I just posted in the Thanksgiving thread about how awful my mother was during Thanksgiving.
She has been a huge source of calm and strength for me at certain times in my life, and at others she has been stressful to be around. She's either super easy going, chilled out, go with the flow or nervous, nit picky, and down right mean. She's not predictable at all. But not quite bi polar...I think she just goes through phases.
So, in hopes that she would be her calm, easy going self, I asked her to be in the delivery room with me. I said this with the understanding that she could be kicked out at any time because I don't know what I'll want when the time comes.
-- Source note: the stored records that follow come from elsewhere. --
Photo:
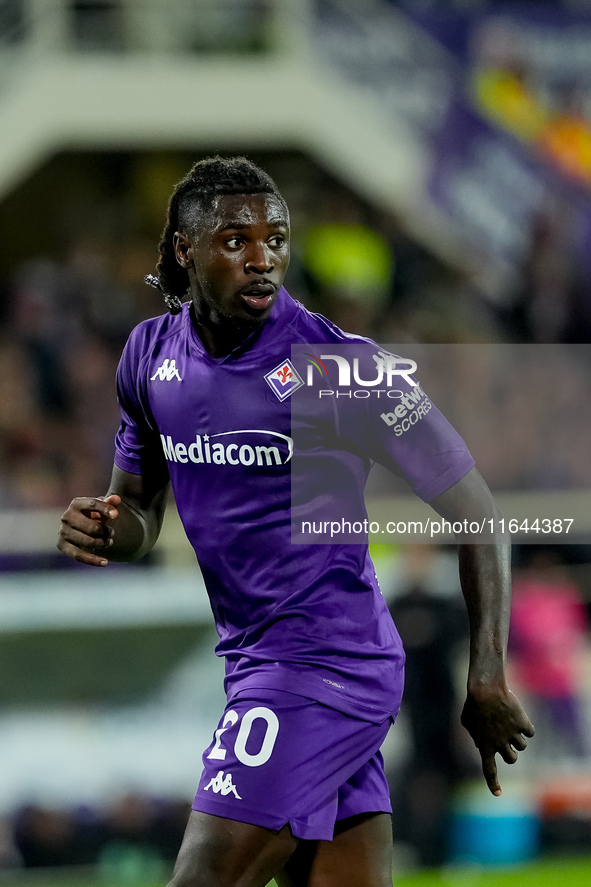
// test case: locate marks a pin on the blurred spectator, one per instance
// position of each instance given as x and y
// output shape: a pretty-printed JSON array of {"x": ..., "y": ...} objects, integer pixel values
[
  {"x": 348, "y": 262},
  {"x": 131, "y": 839},
  {"x": 547, "y": 644}
]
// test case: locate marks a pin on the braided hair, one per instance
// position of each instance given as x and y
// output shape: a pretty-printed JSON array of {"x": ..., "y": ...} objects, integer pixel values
[{"x": 206, "y": 180}]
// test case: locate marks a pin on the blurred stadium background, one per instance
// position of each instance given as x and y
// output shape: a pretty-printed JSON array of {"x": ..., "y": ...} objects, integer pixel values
[{"x": 436, "y": 157}]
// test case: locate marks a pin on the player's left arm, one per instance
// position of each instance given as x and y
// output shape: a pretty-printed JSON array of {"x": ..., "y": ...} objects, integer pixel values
[{"x": 492, "y": 715}]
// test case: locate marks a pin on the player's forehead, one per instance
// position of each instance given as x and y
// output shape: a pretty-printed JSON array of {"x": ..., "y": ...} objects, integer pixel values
[{"x": 247, "y": 211}]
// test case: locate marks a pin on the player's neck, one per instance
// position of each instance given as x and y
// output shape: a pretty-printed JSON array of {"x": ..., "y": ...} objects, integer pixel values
[{"x": 220, "y": 334}]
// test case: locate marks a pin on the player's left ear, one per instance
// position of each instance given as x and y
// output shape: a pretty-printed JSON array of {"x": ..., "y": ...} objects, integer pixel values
[{"x": 183, "y": 249}]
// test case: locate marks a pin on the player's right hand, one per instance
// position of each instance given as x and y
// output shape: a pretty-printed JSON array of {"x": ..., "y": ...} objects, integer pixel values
[{"x": 85, "y": 534}]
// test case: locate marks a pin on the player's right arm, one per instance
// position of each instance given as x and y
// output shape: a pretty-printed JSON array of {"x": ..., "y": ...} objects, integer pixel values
[{"x": 121, "y": 526}]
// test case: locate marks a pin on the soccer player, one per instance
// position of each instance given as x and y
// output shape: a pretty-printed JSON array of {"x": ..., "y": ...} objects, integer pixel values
[{"x": 293, "y": 783}]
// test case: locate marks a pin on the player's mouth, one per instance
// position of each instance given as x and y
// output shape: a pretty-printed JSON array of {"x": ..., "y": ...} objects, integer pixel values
[{"x": 259, "y": 295}]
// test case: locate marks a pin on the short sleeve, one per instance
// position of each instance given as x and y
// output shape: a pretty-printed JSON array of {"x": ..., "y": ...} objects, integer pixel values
[
  {"x": 403, "y": 430},
  {"x": 361, "y": 400},
  {"x": 137, "y": 444}
]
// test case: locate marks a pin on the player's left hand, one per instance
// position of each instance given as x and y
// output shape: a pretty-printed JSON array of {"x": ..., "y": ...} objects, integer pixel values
[{"x": 497, "y": 722}]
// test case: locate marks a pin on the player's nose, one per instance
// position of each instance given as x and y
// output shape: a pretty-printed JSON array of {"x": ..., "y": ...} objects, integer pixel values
[{"x": 259, "y": 260}]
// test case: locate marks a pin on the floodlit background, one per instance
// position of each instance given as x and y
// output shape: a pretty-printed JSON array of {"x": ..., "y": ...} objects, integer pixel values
[{"x": 436, "y": 158}]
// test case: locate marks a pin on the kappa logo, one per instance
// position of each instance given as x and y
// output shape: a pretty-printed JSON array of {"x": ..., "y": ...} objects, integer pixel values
[
  {"x": 223, "y": 785},
  {"x": 284, "y": 380},
  {"x": 167, "y": 371}
]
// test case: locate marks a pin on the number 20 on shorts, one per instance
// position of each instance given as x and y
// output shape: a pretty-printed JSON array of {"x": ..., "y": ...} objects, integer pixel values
[{"x": 218, "y": 752}]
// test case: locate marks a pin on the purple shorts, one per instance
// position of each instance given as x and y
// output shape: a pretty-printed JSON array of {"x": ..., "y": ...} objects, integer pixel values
[{"x": 278, "y": 758}]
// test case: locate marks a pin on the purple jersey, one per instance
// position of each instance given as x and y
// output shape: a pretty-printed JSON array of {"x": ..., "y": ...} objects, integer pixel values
[{"x": 304, "y": 618}]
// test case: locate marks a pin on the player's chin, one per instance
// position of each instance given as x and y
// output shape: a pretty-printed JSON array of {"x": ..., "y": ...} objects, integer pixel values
[{"x": 256, "y": 309}]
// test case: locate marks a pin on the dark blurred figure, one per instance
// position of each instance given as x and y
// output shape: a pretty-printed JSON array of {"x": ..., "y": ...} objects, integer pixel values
[
  {"x": 547, "y": 645},
  {"x": 430, "y": 625},
  {"x": 46, "y": 838}
]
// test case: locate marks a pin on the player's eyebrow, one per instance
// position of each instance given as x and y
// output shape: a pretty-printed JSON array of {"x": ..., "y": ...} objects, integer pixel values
[{"x": 277, "y": 222}]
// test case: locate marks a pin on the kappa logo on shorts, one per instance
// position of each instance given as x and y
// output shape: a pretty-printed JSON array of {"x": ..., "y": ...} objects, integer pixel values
[
  {"x": 284, "y": 380},
  {"x": 167, "y": 371},
  {"x": 223, "y": 785}
]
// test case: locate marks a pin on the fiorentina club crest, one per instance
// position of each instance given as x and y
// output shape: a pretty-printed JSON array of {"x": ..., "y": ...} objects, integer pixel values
[{"x": 284, "y": 380}]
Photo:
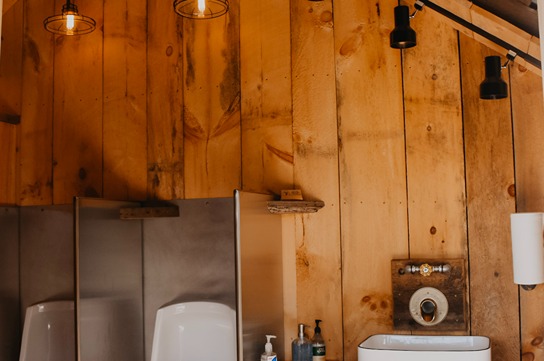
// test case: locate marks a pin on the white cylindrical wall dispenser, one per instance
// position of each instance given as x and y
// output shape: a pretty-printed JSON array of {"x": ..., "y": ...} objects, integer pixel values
[{"x": 528, "y": 247}]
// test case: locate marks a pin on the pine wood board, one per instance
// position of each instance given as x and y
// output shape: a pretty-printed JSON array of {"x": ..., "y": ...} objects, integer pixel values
[
  {"x": 124, "y": 119},
  {"x": 528, "y": 113},
  {"x": 36, "y": 129},
  {"x": 164, "y": 103},
  {"x": 371, "y": 166},
  {"x": 8, "y": 4},
  {"x": 212, "y": 106},
  {"x": 11, "y": 64},
  {"x": 490, "y": 200},
  {"x": 10, "y": 104},
  {"x": 265, "y": 53},
  {"x": 434, "y": 142},
  {"x": 8, "y": 164},
  {"x": 315, "y": 156},
  {"x": 78, "y": 113}
]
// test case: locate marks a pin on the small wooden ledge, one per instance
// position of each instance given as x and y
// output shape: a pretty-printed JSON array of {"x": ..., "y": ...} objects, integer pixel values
[
  {"x": 148, "y": 212},
  {"x": 288, "y": 207}
]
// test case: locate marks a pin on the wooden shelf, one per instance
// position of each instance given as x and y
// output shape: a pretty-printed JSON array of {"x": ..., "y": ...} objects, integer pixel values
[{"x": 289, "y": 207}]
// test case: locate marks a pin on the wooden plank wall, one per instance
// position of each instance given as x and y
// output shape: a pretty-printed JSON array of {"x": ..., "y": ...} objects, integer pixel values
[{"x": 409, "y": 161}]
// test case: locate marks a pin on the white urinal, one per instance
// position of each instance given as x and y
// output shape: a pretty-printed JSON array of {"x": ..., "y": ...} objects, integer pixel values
[
  {"x": 48, "y": 333},
  {"x": 195, "y": 331}
]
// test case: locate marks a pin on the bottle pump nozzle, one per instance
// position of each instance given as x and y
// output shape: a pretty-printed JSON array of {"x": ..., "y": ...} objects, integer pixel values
[
  {"x": 268, "y": 345},
  {"x": 317, "y": 328}
]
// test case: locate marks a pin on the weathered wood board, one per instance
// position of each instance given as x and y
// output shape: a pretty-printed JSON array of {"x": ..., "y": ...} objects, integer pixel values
[
  {"x": 315, "y": 156},
  {"x": 165, "y": 138},
  {"x": 372, "y": 168},
  {"x": 124, "y": 98},
  {"x": 490, "y": 199}
]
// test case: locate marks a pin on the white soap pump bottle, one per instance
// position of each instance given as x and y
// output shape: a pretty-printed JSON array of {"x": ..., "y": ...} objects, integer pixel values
[{"x": 268, "y": 354}]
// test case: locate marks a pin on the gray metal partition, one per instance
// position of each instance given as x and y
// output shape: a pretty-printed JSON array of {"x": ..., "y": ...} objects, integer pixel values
[
  {"x": 10, "y": 328},
  {"x": 109, "y": 303},
  {"x": 226, "y": 250}
]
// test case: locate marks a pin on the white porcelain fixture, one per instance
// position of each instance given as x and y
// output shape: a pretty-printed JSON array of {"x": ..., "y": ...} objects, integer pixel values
[
  {"x": 48, "y": 333},
  {"x": 195, "y": 331},
  {"x": 424, "y": 348}
]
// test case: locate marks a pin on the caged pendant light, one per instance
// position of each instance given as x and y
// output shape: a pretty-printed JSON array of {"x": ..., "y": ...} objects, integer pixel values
[
  {"x": 69, "y": 22},
  {"x": 201, "y": 9}
]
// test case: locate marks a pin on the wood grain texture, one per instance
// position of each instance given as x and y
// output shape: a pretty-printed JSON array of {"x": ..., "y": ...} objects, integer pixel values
[
  {"x": 36, "y": 129},
  {"x": 10, "y": 101},
  {"x": 11, "y": 62},
  {"x": 315, "y": 141},
  {"x": 78, "y": 112},
  {"x": 211, "y": 114},
  {"x": 8, "y": 164},
  {"x": 490, "y": 182},
  {"x": 164, "y": 102},
  {"x": 528, "y": 113},
  {"x": 434, "y": 142},
  {"x": 265, "y": 52},
  {"x": 372, "y": 166},
  {"x": 124, "y": 119}
]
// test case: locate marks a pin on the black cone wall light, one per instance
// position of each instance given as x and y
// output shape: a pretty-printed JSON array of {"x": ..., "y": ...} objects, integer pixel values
[
  {"x": 403, "y": 36},
  {"x": 493, "y": 86}
]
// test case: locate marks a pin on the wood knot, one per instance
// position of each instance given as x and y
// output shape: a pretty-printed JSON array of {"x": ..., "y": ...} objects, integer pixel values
[
  {"x": 326, "y": 16},
  {"x": 537, "y": 341}
]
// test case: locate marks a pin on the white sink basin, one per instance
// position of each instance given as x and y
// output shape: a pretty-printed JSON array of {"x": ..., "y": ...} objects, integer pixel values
[{"x": 424, "y": 348}]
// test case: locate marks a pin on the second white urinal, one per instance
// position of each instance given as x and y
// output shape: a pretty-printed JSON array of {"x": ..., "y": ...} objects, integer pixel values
[
  {"x": 195, "y": 331},
  {"x": 48, "y": 333}
]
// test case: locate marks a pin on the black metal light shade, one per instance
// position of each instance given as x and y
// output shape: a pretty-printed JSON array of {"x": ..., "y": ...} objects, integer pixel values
[
  {"x": 69, "y": 22},
  {"x": 403, "y": 36},
  {"x": 201, "y": 9},
  {"x": 493, "y": 87}
]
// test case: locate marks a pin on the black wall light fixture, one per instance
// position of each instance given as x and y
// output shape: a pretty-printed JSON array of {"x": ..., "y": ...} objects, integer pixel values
[
  {"x": 493, "y": 86},
  {"x": 201, "y": 9},
  {"x": 403, "y": 36}
]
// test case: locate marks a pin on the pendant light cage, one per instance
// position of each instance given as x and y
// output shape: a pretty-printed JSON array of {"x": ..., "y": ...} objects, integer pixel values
[
  {"x": 189, "y": 9},
  {"x": 60, "y": 24}
]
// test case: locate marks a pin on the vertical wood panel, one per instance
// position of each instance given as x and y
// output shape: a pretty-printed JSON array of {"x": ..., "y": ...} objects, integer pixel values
[
  {"x": 125, "y": 148},
  {"x": 8, "y": 163},
  {"x": 434, "y": 142},
  {"x": 212, "y": 105},
  {"x": 490, "y": 198},
  {"x": 11, "y": 60},
  {"x": 78, "y": 116},
  {"x": 315, "y": 140},
  {"x": 36, "y": 128},
  {"x": 265, "y": 52},
  {"x": 528, "y": 114},
  {"x": 164, "y": 102},
  {"x": 372, "y": 167}
]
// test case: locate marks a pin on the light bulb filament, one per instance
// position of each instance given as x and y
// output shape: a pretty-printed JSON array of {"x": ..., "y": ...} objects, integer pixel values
[
  {"x": 70, "y": 22},
  {"x": 201, "y": 7}
]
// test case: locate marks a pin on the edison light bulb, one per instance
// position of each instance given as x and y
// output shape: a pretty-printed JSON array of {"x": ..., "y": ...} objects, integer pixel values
[
  {"x": 70, "y": 22},
  {"x": 201, "y": 7}
]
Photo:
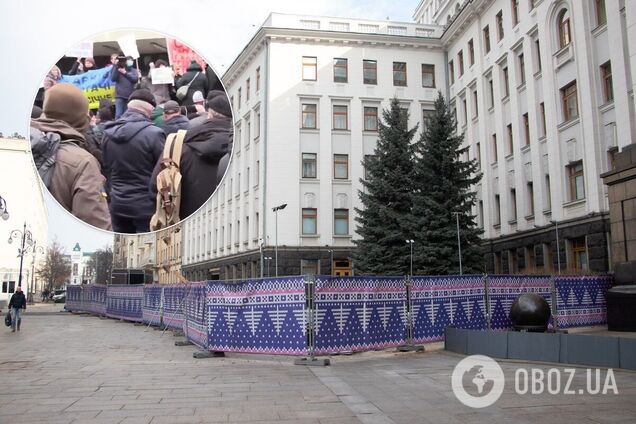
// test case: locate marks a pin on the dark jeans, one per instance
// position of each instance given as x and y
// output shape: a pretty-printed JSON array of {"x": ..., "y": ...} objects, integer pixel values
[
  {"x": 123, "y": 224},
  {"x": 121, "y": 105}
]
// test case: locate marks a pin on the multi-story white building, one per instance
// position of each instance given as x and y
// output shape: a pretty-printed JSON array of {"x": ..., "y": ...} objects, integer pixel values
[
  {"x": 544, "y": 93},
  {"x": 22, "y": 192},
  {"x": 306, "y": 94}
]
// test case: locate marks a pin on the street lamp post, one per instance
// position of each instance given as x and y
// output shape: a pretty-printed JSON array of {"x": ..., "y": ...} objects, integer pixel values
[
  {"x": 410, "y": 242},
  {"x": 276, "y": 209},
  {"x": 459, "y": 244}
]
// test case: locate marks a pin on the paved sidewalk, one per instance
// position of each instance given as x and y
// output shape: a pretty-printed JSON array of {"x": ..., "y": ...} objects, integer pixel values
[{"x": 65, "y": 368}]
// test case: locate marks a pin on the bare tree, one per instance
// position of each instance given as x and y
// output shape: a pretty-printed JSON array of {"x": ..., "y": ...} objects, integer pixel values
[
  {"x": 56, "y": 268},
  {"x": 100, "y": 265}
]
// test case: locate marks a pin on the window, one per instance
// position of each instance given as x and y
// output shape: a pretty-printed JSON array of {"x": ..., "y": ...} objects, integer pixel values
[
  {"x": 428, "y": 76},
  {"x": 341, "y": 167},
  {"x": 497, "y": 210},
  {"x": 310, "y": 72},
  {"x": 309, "y": 115},
  {"x": 530, "y": 189},
  {"x": 506, "y": 82},
  {"x": 565, "y": 36},
  {"x": 340, "y": 73},
  {"x": 309, "y": 165},
  {"x": 578, "y": 248},
  {"x": 499, "y": 19},
  {"x": 522, "y": 69},
  {"x": 370, "y": 118},
  {"x": 601, "y": 15},
  {"x": 399, "y": 74},
  {"x": 341, "y": 222},
  {"x": 487, "y": 38},
  {"x": 510, "y": 139},
  {"x": 310, "y": 221},
  {"x": 370, "y": 71},
  {"x": 577, "y": 182},
  {"x": 515, "y": 11},
  {"x": 569, "y": 100},
  {"x": 606, "y": 80},
  {"x": 542, "y": 113},
  {"x": 340, "y": 121}
]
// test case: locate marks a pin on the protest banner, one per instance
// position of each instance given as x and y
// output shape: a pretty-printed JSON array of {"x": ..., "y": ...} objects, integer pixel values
[
  {"x": 162, "y": 75},
  {"x": 83, "y": 49},
  {"x": 95, "y": 84},
  {"x": 181, "y": 55}
]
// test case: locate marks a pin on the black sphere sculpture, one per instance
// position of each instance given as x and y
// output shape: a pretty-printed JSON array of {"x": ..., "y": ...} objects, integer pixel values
[{"x": 530, "y": 312}]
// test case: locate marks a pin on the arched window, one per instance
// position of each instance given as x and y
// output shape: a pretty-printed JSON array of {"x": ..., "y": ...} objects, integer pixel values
[{"x": 564, "y": 28}]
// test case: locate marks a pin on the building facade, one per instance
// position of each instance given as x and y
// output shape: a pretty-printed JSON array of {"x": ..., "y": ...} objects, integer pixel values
[
  {"x": 16, "y": 164},
  {"x": 306, "y": 94},
  {"x": 544, "y": 93}
]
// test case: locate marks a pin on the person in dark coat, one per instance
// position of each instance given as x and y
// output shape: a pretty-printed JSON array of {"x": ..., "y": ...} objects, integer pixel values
[
  {"x": 173, "y": 119},
  {"x": 200, "y": 83},
  {"x": 131, "y": 147},
  {"x": 125, "y": 76},
  {"x": 203, "y": 148},
  {"x": 16, "y": 305}
]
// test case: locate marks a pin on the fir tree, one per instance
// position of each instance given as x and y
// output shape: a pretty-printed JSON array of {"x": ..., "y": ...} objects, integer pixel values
[
  {"x": 386, "y": 199},
  {"x": 443, "y": 186}
]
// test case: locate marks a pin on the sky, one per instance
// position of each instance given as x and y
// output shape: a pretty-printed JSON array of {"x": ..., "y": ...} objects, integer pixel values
[{"x": 35, "y": 34}]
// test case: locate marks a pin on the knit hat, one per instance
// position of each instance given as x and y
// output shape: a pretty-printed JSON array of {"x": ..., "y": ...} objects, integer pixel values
[
  {"x": 143, "y": 95},
  {"x": 220, "y": 104},
  {"x": 67, "y": 103},
  {"x": 197, "y": 97},
  {"x": 171, "y": 107}
]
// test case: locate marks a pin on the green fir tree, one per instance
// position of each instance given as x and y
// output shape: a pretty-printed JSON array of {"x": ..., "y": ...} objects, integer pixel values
[
  {"x": 444, "y": 183},
  {"x": 386, "y": 199}
]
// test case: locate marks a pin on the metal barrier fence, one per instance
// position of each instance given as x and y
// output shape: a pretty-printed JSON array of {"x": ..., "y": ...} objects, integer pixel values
[{"x": 323, "y": 314}]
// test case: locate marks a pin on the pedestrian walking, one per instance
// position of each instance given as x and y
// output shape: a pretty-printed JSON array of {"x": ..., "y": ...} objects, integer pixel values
[{"x": 16, "y": 305}]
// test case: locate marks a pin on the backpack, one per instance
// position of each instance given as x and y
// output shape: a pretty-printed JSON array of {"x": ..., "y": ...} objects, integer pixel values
[{"x": 169, "y": 183}]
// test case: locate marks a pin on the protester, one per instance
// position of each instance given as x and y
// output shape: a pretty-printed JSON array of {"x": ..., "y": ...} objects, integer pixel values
[
  {"x": 173, "y": 119},
  {"x": 68, "y": 170},
  {"x": 79, "y": 67},
  {"x": 197, "y": 80},
  {"x": 125, "y": 76},
  {"x": 16, "y": 305},
  {"x": 203, "y": 148},
  {"x": 131, "y": 147}
]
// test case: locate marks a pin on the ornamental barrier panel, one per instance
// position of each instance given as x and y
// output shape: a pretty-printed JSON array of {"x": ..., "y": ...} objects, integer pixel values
[{"x": 324, "y": 314}]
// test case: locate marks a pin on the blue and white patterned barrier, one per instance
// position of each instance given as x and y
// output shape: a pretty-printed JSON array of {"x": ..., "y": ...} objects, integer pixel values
[
  {"x": 581, "y": 300},
  {"x": 124, "y": 302},
  {"x": 446, "y": 300},
  {"x": 259, "y": 316},
  {"x": 359, "y": 313}
]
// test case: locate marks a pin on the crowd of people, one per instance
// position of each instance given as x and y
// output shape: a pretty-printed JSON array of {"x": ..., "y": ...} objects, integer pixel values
[{"x": 102, "y": 165}]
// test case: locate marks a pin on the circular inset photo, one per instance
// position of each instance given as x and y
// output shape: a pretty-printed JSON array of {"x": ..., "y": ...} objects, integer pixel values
[{"x": 131, "y": 131}]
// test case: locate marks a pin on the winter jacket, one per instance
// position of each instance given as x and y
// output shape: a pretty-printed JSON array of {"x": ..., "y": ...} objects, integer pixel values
[
  {"x": 71, "y": 174},
  {"x": 18, "y": 300},
  {"x": 203, "y": 147},
  {"x": 175, "y": 124},
  {"x": 199, "y": 84},
  {"x": 131, "y": 147},
  {"x": 124, "y": 84}
]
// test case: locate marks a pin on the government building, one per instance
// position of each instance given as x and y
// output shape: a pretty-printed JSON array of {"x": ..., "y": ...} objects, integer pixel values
[{"x": 542, "y": 90}]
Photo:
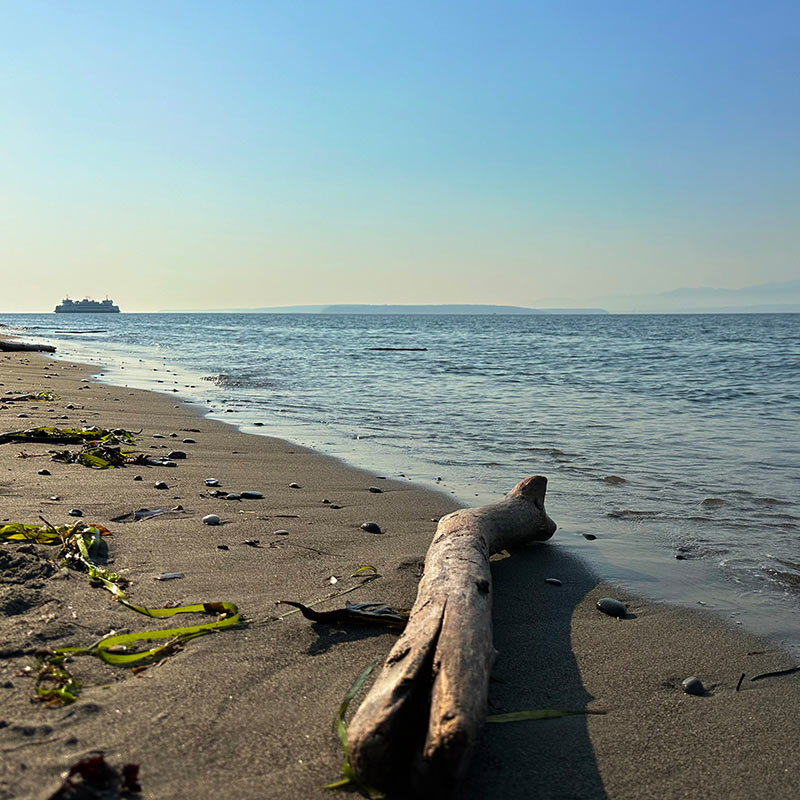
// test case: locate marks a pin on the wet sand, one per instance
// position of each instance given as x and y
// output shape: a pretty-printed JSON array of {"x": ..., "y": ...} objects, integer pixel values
[{"x": 249, "y": 712}]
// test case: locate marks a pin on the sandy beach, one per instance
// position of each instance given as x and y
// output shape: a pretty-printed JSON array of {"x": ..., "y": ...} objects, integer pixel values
[{"x": 250, "y": 712}]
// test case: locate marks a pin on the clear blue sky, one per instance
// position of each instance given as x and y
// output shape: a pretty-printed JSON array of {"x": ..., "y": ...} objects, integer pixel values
[{"x": 216, "y": 154}]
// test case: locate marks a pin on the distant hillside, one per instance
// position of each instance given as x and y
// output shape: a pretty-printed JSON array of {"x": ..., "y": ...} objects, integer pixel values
[
  {"x": 394, "y": 309},
  {"x": 765, "y": 298}
]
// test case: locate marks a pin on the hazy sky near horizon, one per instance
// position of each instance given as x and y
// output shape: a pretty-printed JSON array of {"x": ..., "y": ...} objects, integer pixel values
[{"x": 210, "y": 154}]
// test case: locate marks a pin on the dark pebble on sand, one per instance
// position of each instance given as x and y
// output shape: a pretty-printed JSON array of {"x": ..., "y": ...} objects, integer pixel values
[
  {"x": 612, "y": 607},
  {"x": 371, "y": 527},
  {"x": 693, "y": 685}
]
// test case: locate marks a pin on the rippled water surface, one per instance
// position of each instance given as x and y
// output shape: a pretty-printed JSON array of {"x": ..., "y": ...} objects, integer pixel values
[{"x": 673, "y": 439}]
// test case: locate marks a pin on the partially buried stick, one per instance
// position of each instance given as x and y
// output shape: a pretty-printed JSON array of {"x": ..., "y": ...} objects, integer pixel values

Well, I won't go into detail, but while she was here for Thanksgiving, she lied to get her way, made everything about her, was extremely disrespectful and making fun of my husband, picked on me for my appearance, and was really difficult to be around.
My midwife expects me to go into labor early next week...like the week that begins tomorrow, and needless to say, I no longer want my mom there, and my husband is really uncomfortable with her being there because of some of the comments she threw his direction.
Do I...
1 Tell her she's no longer welcome and why?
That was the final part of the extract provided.